初めてのホームシアターPJにも
4K/HDRプロジェクターは使いやすさも重要! BenQ「HT2550」はシンプルさと高画質を両立
■静音性が高く、明るい環境でもしっかり楽しめる
今回筆者は音元出版の視聴室を借りてHT2550の視聴を行った。本機の4K映像の再現力を中心にチェックするため、リファレンスのプレーヤーにはパナソニックのUHD BDプレーヤー「DMP-UB900」を組み合わせた。プロジェクターに2基搭載されているHDMI端子のうち、片方がHDMI 2.0/HDCP 2.2対応になる。UHD BDプレーヤーなど4K/HDRコンテンツを視聴する際にはこちらの端子にHDMIケーブルをつなごう。
色域についてはプロジェクターの映像設定メニューから「自動/BT.709/BT.2020/DCI-P3」が選択できる。別途設けられているHDRの設定メニューは「自動/HDR/SDR」の3種類。どちらも自動を選んでおけば問題ないだろう。なおHDRの技術規格については、UHD BDの必須規格で、Netlfix、Amazonプライム・ビデオなども採用する「HDR10」をサポートしている。
なおプロジェクターを使う際にファンノイズが気になる方は多いだろうが、HT2550は元々ファンノイズを低く抑えるように設計されている。さらに、一段とファンノイズを低く抑えられる「サイレントモード」も搭載する。夜など静かな時間に使う場合も効果的だ。本機能をオンにすると映像の画質が4KからフルHDに制限されることも覚えておきたい。
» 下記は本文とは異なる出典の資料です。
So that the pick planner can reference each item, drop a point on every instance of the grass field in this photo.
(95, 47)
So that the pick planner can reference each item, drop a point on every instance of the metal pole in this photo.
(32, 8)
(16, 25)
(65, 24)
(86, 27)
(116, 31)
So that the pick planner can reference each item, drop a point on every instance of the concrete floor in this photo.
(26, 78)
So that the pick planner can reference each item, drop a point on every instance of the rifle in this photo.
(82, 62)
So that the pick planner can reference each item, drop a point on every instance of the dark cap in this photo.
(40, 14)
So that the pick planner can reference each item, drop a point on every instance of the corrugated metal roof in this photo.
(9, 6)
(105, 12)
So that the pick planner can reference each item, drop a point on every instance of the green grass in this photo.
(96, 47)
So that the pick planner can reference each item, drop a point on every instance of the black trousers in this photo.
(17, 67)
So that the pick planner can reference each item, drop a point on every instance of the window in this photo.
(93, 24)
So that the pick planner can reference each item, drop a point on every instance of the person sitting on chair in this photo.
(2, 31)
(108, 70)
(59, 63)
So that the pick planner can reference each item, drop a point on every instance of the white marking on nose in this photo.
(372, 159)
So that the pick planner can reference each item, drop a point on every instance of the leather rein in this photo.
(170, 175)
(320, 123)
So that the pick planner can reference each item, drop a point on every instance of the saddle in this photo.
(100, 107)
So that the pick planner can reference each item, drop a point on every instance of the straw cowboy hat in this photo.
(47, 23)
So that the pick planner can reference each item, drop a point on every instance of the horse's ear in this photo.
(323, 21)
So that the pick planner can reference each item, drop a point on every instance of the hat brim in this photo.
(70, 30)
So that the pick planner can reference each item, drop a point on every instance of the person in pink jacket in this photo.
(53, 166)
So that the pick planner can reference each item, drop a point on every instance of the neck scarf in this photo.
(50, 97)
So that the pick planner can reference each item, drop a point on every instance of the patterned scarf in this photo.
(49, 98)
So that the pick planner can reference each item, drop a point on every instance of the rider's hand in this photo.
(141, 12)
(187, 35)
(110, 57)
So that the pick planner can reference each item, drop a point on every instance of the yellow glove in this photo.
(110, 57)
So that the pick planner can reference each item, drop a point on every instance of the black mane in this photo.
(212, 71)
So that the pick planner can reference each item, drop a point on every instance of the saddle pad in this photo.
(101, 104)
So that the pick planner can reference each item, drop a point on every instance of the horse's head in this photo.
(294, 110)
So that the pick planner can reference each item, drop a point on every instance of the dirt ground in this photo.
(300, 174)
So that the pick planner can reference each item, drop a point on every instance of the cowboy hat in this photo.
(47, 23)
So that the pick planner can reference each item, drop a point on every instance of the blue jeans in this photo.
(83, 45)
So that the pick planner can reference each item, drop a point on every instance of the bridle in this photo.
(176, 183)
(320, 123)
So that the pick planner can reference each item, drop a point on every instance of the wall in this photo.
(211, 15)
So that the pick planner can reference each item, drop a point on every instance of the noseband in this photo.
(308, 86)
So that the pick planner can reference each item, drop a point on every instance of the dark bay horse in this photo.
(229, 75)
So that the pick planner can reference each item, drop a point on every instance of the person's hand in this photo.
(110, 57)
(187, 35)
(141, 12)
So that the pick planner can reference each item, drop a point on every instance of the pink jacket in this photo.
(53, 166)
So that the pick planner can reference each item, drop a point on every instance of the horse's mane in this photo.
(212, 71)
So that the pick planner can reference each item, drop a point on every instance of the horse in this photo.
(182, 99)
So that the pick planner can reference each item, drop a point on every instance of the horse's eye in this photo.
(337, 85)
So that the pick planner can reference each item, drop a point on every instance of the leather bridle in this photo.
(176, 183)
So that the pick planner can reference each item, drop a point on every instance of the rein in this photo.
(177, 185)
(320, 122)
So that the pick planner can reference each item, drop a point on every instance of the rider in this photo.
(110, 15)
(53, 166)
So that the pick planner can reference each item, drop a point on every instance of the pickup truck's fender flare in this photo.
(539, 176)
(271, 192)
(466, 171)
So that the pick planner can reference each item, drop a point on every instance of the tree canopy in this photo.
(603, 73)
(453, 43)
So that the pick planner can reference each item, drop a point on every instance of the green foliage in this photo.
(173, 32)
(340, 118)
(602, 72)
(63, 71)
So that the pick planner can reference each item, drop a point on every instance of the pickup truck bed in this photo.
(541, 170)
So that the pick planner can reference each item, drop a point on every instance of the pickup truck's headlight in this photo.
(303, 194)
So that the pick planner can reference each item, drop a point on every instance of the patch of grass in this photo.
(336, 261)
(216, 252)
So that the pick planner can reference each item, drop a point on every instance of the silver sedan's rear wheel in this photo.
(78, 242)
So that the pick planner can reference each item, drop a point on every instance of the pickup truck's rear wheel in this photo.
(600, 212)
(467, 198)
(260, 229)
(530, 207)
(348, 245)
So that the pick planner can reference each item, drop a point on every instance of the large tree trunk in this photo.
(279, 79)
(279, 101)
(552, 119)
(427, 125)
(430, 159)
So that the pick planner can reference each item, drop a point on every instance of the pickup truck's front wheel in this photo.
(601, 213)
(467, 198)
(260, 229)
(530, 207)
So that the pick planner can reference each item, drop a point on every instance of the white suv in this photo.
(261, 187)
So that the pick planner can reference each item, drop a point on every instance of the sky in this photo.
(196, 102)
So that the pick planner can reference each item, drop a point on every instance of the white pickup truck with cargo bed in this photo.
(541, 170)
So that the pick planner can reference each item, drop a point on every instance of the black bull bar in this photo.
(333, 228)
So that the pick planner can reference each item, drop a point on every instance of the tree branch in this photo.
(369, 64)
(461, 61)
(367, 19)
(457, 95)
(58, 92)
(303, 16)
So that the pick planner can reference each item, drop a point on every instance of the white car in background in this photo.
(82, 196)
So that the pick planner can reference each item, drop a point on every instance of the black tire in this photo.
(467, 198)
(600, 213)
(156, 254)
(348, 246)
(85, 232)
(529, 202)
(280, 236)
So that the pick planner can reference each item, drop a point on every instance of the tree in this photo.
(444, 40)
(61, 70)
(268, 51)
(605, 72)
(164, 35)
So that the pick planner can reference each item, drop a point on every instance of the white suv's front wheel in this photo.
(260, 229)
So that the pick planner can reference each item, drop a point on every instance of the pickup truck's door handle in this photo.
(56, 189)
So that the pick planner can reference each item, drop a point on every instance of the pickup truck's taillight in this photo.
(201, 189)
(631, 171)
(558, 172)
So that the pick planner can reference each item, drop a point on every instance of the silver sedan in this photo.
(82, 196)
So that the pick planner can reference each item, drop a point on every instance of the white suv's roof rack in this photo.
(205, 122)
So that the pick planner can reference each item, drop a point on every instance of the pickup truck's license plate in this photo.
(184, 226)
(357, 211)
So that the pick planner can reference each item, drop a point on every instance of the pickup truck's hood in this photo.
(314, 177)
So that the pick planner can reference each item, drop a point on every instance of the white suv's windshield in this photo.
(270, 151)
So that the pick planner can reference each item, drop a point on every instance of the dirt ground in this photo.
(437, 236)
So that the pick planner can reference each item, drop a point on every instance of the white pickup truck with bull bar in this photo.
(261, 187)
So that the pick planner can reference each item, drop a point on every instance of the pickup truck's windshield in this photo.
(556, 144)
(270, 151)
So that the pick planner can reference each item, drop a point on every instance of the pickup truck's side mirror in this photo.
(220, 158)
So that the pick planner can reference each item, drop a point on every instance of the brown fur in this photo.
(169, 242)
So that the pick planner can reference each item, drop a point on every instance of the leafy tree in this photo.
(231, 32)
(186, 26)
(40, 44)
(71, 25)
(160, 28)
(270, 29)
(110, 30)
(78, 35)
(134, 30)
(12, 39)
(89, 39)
UHD BDタイトルは『キングコング:髑髏島の巨神』から視聴した。HT2550の映像モードは「Bright/Vivid TV/Cinema/Sport」の4種類のプリセットのほか、ユーザーがカスタマイズした2件の設定値を保存しておける。昼下がりから夕方ぐらいの “暗めなリビングルーム” で使うイメージを想定し、視聴室の灯りは少し残している。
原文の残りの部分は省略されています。